5.2. Our information security measures comply with legal and regulatory requirements
We have implemented appropriate security measures to prevent your personal information from being accidentally lost, used, or accessed in an unauthorised manner, altered, or disclosed. In addition, we restrict access to your personal information to a ringfenced group of employees, contractors, agents, and other third parties. They will only process your personal information on our instructions and are bound to a duty of confidentiality. We have procedures in place to deal with any suspected personal information breach and we will notify you and any applicable regulator of a breach if we are legally required to.

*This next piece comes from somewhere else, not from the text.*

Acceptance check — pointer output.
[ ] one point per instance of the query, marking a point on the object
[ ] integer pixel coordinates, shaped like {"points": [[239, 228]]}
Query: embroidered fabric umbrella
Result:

5.3. We have an information retention procedure
We are required by law to keep basic information about our customers, including Identity, Contact, Financial, and Transaction Information, for 6 years after they cease being customers for tax purposes. In some circumstances, you can request that we delete your information, which is detailed in Your Legal Rights below. In some cases, we will anonymise your personal information so that it cannot be associated with you for research or statistical purposes, and we may use this information indefinitely without further notice to you.
6.1. You have legal rights under data protection laws regarding your personal information
You have the right to request access, request correction, request erasure, request restriction of processing, object to processing, request transfer, and withdraw consent to the processing of your personal information. Please click on the links to learn more about these rights on the Information Commissioner’s Office (ICO) website. You have the right to request access to your personal information, commonly known as a “Data Subject Access Request (DSAR)”. This enables you to receive a copy of the personal information we hold about you and ensure that we are processing it lawfully. If you wish to exercise any of the rights listed above, please contact us.
6.2. No fee is usually required
You will not be required to pay a fee to access your personal information or exercise any other rights. If your request is clearly unfounded, repetitive, or excessive, we may charge you a reasonable fee. Alternatively, we could refuse to comply with your request in these circumstances.
6.3. What we may need from you
We may need to request specific information from you to help us confirm your identity and ensure your right to access your personal information or exercise any of your other rights. This is a security measure to ensure that personal information is not disclosed to any person who does not have the right to receive it. We may also contact you to request additional information regarding your request to expedite our response.
6.4. We have a time limit to respond
We try to respond to all legitimate requests within 1 month. If your request is particularly complex or you have made several requests, it may take us more than a month to process. In this case, we will notify and keep you informed.
6.5. You have options to resolve questions or disputes with us
Please contact us in the first instance, and we will do our best to resolve any issue you may have with us or our products. We would appreciate the chance to address your concern. If you are still dissatisfied with the outcome, you can make a complaint to the ICO, the UK’s regulator for data protection and information rights.